Пятьдесят лет назад твоя мать и глаз не смела поднять, когда проходила по улочкам своей сицилийской деревни. Она могла думать (и это было уже немало), но при условии, что ее мысли останутся при ней, а высказывать она будет лишь то, что внушили родители. Единственная возможная свобода скрывалась в глубине ее сердца. А Джулии современный мир, хотя он и не совершенен, дал возможность жить свободно, смело, искренне, без ханжества.

Будем откровенны, Армандо. Твое будущее — уже позади, а ты все мечешься в нерешительности между семьей (глупая женщина и неблагодарные дети) и молодой, необузданной, непосредственной Джулией. Но ведь это Джулии надо бы думать о будущем. Наше — на кладбище, правда мое будущее где-то поближе к нему.

Армандо попытался возражать:

— Но ты не понимаешь…

— Да как ты смеешь говорить такое? — закричал, разозлившись старик, и даже покраснел. — Ты приходишь ко мне в отчаянии за советом и думаешь, что только ты можешь понять, что такое страсть! Ну так послушай, дурачок, потому что, как Джулия подарила тебе любовь, я раз и навсегда подарил тебе свою дружбу. А если ты окажешься настолько глуп, что не поймешь и убьешь последнюю любовь в твоей жизни, запомни, что были люди, у которых все это было до тебя и примерно в твоем возрасте. — Сделав паузу, он понизил голос и продолжал: — Посмотри на эту старую развалину…

— Но…

— Никаких но! Открой уши и слушай, если ошибки других людей смогут помочь тебе избежать собственных.

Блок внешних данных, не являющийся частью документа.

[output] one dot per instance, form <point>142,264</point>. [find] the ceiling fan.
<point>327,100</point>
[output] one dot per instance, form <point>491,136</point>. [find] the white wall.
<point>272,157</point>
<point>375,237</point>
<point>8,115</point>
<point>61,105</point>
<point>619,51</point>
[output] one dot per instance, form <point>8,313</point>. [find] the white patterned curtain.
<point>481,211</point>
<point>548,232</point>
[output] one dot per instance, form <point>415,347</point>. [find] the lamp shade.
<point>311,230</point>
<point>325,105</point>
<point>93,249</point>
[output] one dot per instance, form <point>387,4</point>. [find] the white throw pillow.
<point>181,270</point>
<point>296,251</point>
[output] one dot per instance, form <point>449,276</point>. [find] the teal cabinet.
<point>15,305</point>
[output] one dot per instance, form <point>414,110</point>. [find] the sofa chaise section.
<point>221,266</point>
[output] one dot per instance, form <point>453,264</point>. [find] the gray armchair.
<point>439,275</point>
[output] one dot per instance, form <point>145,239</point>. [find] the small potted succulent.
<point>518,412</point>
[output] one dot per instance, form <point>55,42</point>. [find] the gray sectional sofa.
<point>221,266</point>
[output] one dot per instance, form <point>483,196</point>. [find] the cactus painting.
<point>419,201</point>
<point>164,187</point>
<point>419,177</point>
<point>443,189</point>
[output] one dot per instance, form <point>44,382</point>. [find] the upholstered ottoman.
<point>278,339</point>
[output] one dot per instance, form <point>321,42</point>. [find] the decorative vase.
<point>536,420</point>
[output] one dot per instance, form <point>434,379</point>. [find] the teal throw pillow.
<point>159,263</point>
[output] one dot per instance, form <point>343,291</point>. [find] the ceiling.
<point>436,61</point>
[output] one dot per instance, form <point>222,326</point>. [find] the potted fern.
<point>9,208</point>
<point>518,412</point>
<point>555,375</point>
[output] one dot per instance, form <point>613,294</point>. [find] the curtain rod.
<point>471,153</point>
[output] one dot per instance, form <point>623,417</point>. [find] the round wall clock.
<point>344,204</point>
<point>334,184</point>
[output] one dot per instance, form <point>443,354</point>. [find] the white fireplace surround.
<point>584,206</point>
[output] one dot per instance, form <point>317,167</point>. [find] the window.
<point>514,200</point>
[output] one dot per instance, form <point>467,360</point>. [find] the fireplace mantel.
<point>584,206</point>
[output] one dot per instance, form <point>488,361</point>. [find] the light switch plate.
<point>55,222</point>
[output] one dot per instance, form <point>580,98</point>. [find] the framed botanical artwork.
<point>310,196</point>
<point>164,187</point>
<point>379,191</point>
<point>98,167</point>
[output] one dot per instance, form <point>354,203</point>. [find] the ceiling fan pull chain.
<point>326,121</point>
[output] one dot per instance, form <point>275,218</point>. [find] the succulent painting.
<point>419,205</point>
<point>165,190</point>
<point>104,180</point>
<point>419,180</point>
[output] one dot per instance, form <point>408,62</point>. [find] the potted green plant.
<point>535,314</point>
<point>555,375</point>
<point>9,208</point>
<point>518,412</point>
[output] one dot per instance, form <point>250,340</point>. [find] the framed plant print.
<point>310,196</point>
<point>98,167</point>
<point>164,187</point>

Ей было восемнадцать, мне сорок пять. В то время девушки считались совершеннолетними в двадцать один год. Я рисковал тогда гораздо большим. Я был почти на вершине моей карьеры антиквара. Я был женат. Детей у нас не было, а жена, как почти что все наши итальянские жены, только и занималась, что своими родственниками да братьями. Вскоре я заметил, что для жены я был просто окошком в банке, откуда она брала деньги для удовлетворения капризов родственников. Разочаровавшись в семье, я думал только о работе и карьере, не обращая на все это никакого внимания.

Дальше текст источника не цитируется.